Брейгель в полном унынии только плечами пожал. Пит с опаской покосился на Клеллен. Неуютно было слышать, что она так свободно владеет наркоманским жаргоном, для него совершенно загадочным.

И только двое стопроцентно лунных знали, что происходящее под куполом никак не связано с наркотиками.

Машина постепенно набирала скорость, удаляясь от жуткого здания.

— Что ты сделала? — тихо спросил Иеронимус.

— Нажала на омни-трекере кнопку экстренного вызова полиции и оставила там, посреди зала.

— Зачем?

— Как зачем? Ты тоже свихнулся вроде придурков с веревкой? Этот вертеп нужно уничтожить! Скопище маньяков, и половина из них умирают, потому что в отключке не могут выйти. Случай как раз для полиции…

Иеронимус не слушал. Он думал о том, что ему рассказали трое студентов. Эти ребята, и не только они, стремятся познать то, что не поддается пониманию. Вдруг его осенило: так ведь поэтому и убивают стопроцентно лунных и забирают их глаза! Жажда увидеть запретный цвет настолько сильна, что люди готовы пойти на убийство.
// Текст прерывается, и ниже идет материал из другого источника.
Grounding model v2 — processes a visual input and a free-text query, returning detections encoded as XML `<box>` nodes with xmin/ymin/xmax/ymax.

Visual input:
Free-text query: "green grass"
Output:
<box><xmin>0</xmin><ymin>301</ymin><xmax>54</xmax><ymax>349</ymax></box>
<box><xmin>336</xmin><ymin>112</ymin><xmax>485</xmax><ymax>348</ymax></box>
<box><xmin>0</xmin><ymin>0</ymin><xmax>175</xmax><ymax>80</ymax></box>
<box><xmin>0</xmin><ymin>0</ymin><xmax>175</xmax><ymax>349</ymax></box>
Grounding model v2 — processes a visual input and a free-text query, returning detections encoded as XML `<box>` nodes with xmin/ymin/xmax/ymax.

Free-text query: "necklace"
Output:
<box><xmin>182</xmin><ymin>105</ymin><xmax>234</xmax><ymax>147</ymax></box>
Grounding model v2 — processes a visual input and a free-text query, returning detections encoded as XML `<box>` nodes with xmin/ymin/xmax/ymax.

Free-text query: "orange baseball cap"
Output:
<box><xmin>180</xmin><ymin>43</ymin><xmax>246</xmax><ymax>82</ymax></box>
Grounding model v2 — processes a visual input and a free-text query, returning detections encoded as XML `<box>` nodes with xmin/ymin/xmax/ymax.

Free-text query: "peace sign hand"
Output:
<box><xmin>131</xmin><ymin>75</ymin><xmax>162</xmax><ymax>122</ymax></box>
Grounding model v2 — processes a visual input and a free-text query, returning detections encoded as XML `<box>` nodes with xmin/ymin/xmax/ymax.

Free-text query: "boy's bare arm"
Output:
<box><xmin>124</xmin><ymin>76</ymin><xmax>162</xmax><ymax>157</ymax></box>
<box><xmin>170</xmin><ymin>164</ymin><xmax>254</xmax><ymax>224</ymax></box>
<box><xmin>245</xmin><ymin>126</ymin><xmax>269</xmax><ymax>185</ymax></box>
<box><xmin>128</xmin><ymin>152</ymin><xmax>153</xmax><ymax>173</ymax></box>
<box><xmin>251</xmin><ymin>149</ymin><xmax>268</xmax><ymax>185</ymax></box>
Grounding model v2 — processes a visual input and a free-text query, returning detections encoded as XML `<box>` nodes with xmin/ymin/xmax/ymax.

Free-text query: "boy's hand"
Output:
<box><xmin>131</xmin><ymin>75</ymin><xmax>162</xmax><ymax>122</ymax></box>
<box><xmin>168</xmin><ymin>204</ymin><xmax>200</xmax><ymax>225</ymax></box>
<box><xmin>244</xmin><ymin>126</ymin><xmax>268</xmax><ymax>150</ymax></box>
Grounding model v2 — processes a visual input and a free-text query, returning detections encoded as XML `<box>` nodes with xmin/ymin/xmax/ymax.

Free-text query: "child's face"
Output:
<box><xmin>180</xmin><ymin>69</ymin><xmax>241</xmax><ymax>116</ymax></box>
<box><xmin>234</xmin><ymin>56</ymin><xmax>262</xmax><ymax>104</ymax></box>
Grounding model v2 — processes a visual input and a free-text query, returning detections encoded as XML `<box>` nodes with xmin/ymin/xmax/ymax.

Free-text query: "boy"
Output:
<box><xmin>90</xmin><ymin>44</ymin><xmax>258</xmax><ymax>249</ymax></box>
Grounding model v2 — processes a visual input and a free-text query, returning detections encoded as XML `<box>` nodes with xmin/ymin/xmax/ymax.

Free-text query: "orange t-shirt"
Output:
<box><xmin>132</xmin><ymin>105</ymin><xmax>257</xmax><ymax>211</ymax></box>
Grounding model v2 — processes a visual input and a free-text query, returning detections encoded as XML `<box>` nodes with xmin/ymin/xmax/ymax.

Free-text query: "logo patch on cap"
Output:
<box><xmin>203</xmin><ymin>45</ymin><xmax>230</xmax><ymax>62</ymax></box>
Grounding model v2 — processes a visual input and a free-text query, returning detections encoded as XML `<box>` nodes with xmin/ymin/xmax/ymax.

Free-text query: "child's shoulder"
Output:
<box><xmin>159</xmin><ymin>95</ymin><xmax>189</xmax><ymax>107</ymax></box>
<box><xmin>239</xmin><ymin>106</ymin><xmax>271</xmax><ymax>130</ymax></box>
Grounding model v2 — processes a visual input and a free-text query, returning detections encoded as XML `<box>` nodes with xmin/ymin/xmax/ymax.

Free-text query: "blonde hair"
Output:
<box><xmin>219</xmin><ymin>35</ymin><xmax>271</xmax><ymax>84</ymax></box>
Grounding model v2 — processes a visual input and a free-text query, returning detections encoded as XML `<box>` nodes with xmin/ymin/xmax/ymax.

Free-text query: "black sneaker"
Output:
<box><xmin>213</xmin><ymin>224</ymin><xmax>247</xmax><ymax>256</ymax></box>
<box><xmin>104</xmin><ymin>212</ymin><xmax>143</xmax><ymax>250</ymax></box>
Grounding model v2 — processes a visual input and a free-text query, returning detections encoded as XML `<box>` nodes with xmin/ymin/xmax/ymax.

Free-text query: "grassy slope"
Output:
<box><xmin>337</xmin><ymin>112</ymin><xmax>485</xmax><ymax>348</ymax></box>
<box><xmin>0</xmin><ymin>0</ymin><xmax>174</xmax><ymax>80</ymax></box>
Или рискнуть собственной жизнью, вот как студенты с веревкой. Из величайшего философского труда изъяты три главы, а в них рассказано, что происходит, если человек смотрит на этот цвет не как попало, а по определенной системе. Трудно представить себе такую безумную любознательность, хотя, если вспомнить, что он сам натворил с той земной девочкой, а потом со Слинни… Похоже, у всех у них любопытство одной и той же природы, именно его власти и стремятся подавить любой ценой.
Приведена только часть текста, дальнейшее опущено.